School of Biomedical Engineering and Informatics, Nanjing Medical University, Nanjing 211166, People's Republic of China.
The Engineering Research Center of Intelligent Theranostics Technology and Instruments, Ministry of Education, School of Biomedical Engineering and Informatics, Nanjing Medical University, Nanjing 211166, People's Republic of China.
J Neural Eng. 2024 Apr 9;21(2). doi: 10.1088/1741-2552/ad39a5.
Recent studies have shown that integrating inertial measurement unit (IMU) signals with surface electromyographic (sEMG) can greatly improve hand gesture recognition (HGR) performance in applications such as prosthetic control and rehabilitation training. However, current deep learning models for multimodal HGR encounter difficulties in invasive modal fusion, complex feature extraction from heterogeneous signals, and limited inter-subject model generalization. To address these challenges, this study aims to develop an end-to-end and inter-subject transferable model that utilizes non-invasively fused sEMG and acceleration (ACC) data.The proposed non-invasive modal fusion-transformer (NIMFT) model utilizes 1D-convolutional neural networks-based patch embedding for local information extraction and employs a multi-head cross-attention (MCA) mechanism to non-invasively integrate sEMG and ACC signals, stabilizing the variability induced by sEMG. The proposed architecture undergoes detailed ablation studies after hyperparameter tuning. Transfer learning is employed by fine-tuning a pre-trained model on new subject and a comparative analysis is performed between the fine-tuning and subject-specific model. Additionally, the performance of NIMFT is compared to state-of-the-art fusion models.The NIMFT model achieved recognition accuracies of 93.91%, 91.02%, and 95.56% on the three action sets in the Ninapro DB2 dataset. The proposed embedding method and MCA outperformed the traditional invasive modal fusion transformer by 2.01% (embedding) and 1.23% (fusion), respectively. In comparison to subject-specific models, the fine-tuning model exhibited the highest average accuracy improvement of 2.26%, achieving a final accuracy of 96.13%. Moreover, the NIMFT model demonstrated superiority in terms of accuracy, recall, precision, and F1-score compared to the latest modal fusion models with similar model scale.The NIMFT is a novel end-to-end HGR model, utilizes a non-invasive MCA mechanism to integrate long-range intermodal information effectively.
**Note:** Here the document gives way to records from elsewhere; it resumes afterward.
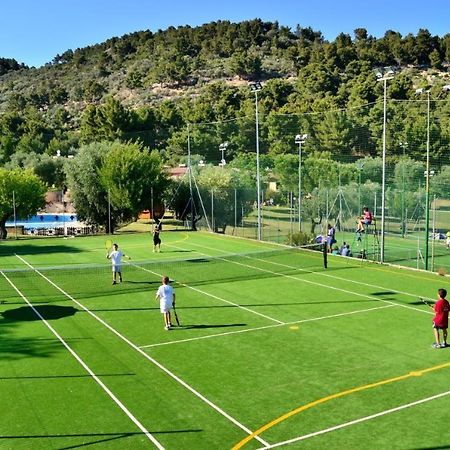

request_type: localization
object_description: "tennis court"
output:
[0,232,450,450]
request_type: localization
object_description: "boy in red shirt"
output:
[433,289,450,348]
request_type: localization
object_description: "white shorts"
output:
[159,299,172,314]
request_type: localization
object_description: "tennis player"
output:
[356,206,373,233]
[106,244,125,284]
[153,223,161,252]
[433,289,450,348]
[156,275,175,330]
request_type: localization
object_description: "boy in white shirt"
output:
[156,275,175,330]
[106,244,125,284]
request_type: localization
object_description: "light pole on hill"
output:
[250,82,262,241]
[295,134,308,231]
[375,68,394,263]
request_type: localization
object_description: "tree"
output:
[66,141,167,232]
[0,168,47,239]
[197,166,255,232]
[65,142,112,231]
[98,142,168,222]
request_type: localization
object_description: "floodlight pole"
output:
[250,83,262,241]
[187,123,194,230]
[425,91,431,270]
[374,77,393,263]
[219,142,228,169]
[295,134,308,231]
[400,142,408,238]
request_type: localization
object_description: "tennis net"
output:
[1,244,326,296]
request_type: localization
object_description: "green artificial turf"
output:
[0,231,450,450]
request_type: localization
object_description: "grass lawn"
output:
[0,230,450,450]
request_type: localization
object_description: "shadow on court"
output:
[171,323,247,331]
[0,429,203,450]
[1,305,79,322]
[0,244,83,256]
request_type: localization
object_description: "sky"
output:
[0,0,450,67]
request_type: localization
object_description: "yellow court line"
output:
[232,362,450,450]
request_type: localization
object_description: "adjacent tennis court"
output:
[0,231,450,450]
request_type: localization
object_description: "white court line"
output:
[183,243,433,314]
[15,254,269,445]
[259,391,450,450]
[139,305,396,348]
[0,271,164,450]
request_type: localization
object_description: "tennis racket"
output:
[419,297,434,310]
[173,305,181,327]
[105,239,112,252]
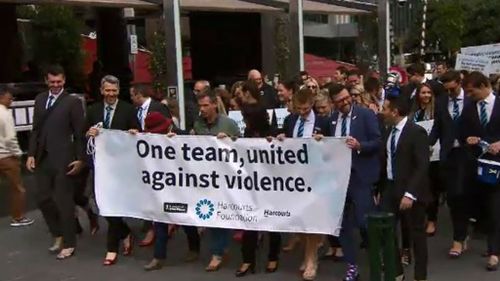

Compared to recent modal fusion models, it demonstrates superior performance in inter-subject experiments and offers higher training efficiency and accuracy levels through transfer learning than subject-specific approaches.
最近的研究表明,将惯性测量单元(IMU)信号与表面肌电(sEMG)信号相结合,可以极大地提高手 gestures 识别(HGR)性能,在假肢控制和康复训练等应用中。然而,当前用于多模态 HGR 的深度学习模型在侵入模态融合、从异构信号中提取复杂特征以及有限的受试者间模型泛化方面存在困难。为了解决这些挑战,本研究旨在开发一种端到端和受试者间可转移的模型,利用非侵入性融合的 sEMG 和加速度(ACC)数据。
所提出的非侵入性模态融合-Transformer(NIMFT)模型利用基于 1D 卷积神经网络的 patch 嵌入进行局部信息提取,并采用多头交叉注意(MCA)机制对 sEMG 和 ACC 信号进行非侵入性融合,稳定 sEMG 引起的变异性。在所提出的架构经过超参数调整后,进行了详细的消融研究。通过在新受试者上微调预训练模型进行迁移学习,并对微调模型和受试者特定模型进行了比较分析。此外,还将 NIMFT 的性能与最新的融合模型进行了比较。
在 Ninapro DB2 数据集的三个动作集中,NIMFT 模型的识别准确率分别达到了 93.91%、91.02%和 95.56%。所提出的嵌入方法和 MCA 分别比传统的侵入性模态融合 Transformer 高出 2.01%(嵌入)和 1.23%(融合)。与受试者特定模型相比,微调模型的平均准确率提高了 2.26%,最终准确率达到了 96.13%。此外,与具有相似模型规模的最新模态融合模型相比,NIMFT 模型在精度、召回率、精度和 F1 分数方面表现出优越性。
NIMFT 是一种新颖的端到端 HGR 模型,利用非侵入性 MCA 机制有效地整合远程模态间信息。与最近的模态融合模型相比,它在受试者间实验中表现出更好的性能,并通过迁移学习提供比受试者特定方法更高的训练效率和准确率。